Bei der Vermittlung kommt uns dieses Netzwerk zugute. Eine Möglichkeit ist beispielsweise der Einstieg in die Selbstständigkeit. Demografisch bedingt tun sich hier vor allem für gut qualifizierte Menschen Chancen und Perspektiven auf, da viele IHK-und Handwerksbetriebe Nachfolger für Betriebsübernahmen suchen. Und wir können solche Wege gezielt unterstützen.

Sie zeichnen ein verhalten optimistisches Bild, aber wenn die Kahlschläge in der Autoindustrie tatsächlich vollzogen sind: Können Sie das bewältigen?

Es stimmt: Wir müssen dann wahrscheinlich mit einem höheren Volumen rechnen. Aber es gibt auch einige Entwicklungen, die uns Hoffnung machen.

Welche?

Erstens führt die demografische Entwicklung nicht nur zu mehr Nachfrage nach Betriebsübernahmen, sondern auch zu mehr Bedarf an Stellen im Allgemeinen.
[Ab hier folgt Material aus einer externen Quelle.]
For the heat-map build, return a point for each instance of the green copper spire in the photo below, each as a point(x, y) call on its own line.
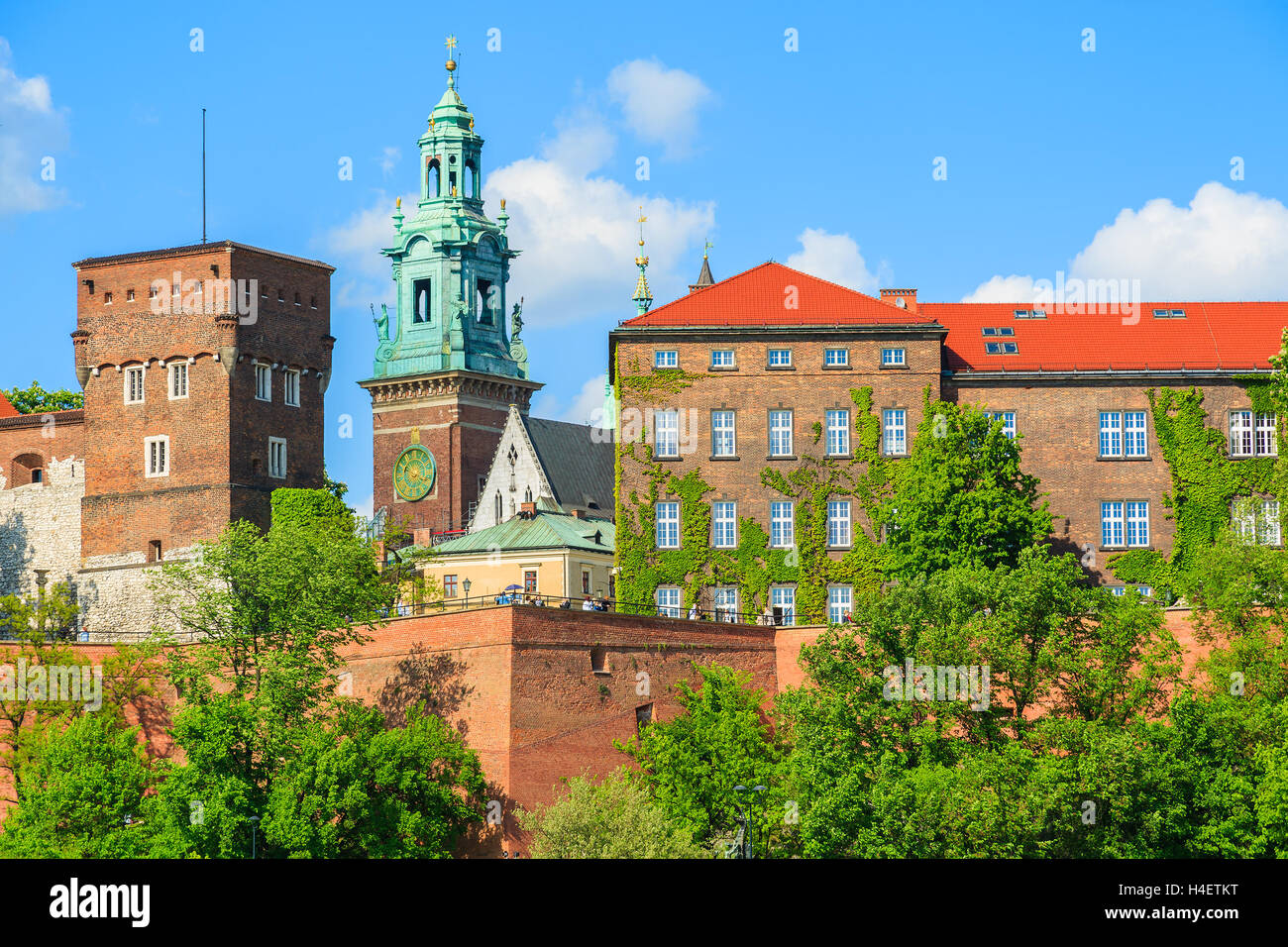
point(450, 261)
point(643, 298)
In vielen Branchen werden Fachkräfte gebraucht. Zweitens gehen wir davon aus, dass sich das Infrastrukturpaket der Bundesregierung bald positiv auf die Konjunktur niederschlagen wird. Und nicht zuletzt bescheinigen viele Untersuchungen der Region Stuttgart mit ihrer starken Forschungslandschaft und vielen innovativen Unternehmen im Bundesdurchschnitt ein deutlich größeres Potenzial als anderswo. Da gilt es den Wandel positiv zu gestalten.

Und wie sieht es kurzfristig aus?

Da sind Prognosen mit gewissen Unsicherheiten verbunden. Aber laut der aktuell veröffentlichten Regionalprognose des Instituts für Arbeitsmarkt- und Berufsforschung zeichnet sich im Vergleich zu 2025 zumindest für Stuttgart im kommenden Jahr ein stabiles Niveau ab – wenn auch keine Trendumkehr.